Indonesia's police chief has dismissed a fatwa issued by the country's highest Islamic council banning businesses to force their Muslim staff to wear Christmas-related attire during the festive period.

Tito Karnavian has warned religious hardliners that the police will be at hand to stop vigilantes from trying to enforce the religious edict before Christmas. He said the edict is not a law.

Religious hardliners have been trying to stop retail workers in shopping malls from wearing Santa hats, alleging that the festive attire is un-Islamic.

"I have ordered my officers to arrest those doing sweeps in an anarchic fashion because it is a violation of the law," he told reporters, reports AFP.

He had ordered the police units in Bekasi, West Java and Kulonprogo in Yogyakarta to revoke police circulars that instructed owners and management of businesses not to force their workers to wear Christmas attires, based on the fatwa issued by the Indonesian Ulema Council or MUI.

He said the fatwa issued by MUI was not a law but merely a reference that could be used as coordination among police officers, Jakarta Post reports.
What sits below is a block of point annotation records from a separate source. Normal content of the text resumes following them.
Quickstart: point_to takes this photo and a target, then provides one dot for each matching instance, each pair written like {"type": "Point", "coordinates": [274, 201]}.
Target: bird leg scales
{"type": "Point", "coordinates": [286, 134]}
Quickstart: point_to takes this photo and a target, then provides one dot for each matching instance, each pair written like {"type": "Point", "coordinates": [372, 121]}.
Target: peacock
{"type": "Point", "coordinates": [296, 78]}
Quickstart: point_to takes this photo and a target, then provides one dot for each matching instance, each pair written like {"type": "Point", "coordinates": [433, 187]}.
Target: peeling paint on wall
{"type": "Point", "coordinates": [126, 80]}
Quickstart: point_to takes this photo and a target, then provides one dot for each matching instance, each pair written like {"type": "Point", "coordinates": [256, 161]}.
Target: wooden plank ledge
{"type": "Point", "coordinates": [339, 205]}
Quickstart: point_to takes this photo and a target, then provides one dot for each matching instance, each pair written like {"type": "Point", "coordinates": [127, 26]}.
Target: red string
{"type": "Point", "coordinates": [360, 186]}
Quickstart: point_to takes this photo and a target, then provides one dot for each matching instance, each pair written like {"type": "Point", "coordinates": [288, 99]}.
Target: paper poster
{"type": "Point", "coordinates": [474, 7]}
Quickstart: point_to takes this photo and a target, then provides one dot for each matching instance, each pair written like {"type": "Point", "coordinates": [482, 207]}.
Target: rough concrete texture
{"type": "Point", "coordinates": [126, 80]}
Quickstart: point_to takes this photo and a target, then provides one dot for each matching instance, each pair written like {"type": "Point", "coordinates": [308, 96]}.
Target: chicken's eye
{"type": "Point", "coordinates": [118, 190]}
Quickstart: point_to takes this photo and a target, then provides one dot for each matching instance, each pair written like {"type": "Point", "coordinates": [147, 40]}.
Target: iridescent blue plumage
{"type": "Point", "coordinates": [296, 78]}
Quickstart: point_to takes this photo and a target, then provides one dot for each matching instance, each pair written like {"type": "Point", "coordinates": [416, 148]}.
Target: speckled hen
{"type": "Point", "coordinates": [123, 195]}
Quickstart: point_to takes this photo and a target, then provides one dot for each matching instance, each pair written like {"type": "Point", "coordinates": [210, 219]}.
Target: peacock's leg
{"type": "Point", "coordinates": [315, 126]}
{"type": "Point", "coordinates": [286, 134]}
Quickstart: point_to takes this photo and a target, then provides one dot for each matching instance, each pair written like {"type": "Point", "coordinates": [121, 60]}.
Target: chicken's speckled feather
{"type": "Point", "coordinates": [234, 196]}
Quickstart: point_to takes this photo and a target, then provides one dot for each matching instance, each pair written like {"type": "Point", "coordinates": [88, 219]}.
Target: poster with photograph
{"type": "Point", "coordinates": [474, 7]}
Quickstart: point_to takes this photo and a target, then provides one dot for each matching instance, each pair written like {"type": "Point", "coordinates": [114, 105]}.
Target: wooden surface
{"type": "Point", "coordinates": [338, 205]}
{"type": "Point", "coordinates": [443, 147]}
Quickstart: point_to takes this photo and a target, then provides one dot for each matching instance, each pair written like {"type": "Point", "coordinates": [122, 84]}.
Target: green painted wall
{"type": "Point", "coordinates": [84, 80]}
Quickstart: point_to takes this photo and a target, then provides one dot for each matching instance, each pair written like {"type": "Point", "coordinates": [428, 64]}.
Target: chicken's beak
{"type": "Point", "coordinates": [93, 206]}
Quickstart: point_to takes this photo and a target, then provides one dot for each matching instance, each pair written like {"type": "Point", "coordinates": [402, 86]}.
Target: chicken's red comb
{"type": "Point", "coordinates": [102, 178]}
He said the police circulars issued based on the MUI fatwa was "not permitted."

Karnavian said: "A MUI fatwa is not statutory law that should be upheld. [The police] should not issue circulars that could become a legal document." He added that fatwas "are not a reference for positive law."
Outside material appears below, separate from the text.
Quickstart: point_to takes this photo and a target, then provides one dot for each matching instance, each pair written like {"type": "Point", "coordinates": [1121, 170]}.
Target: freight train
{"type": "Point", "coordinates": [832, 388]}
Jakarta Post reported that on 18 December, the Surabaya police had accompanied members of the Islamic Defenders Front, a hardline group, to check whether retail outlets were forcing employees to wear Christmas attire like Santa hats.

The group however defended its acts saying: "We Muslims were just spreading the fatwa, because as Muslims it is an obligation to support our clerics."

The group has urged its followers to report any cases of Muslims being forced to wear Christmas attires, AFP reports.

Although Indonesia is the world's largest Muslim-majority country, most of its 255 million people practice a moderate form of Islam, infused with influences from local ethnic groups.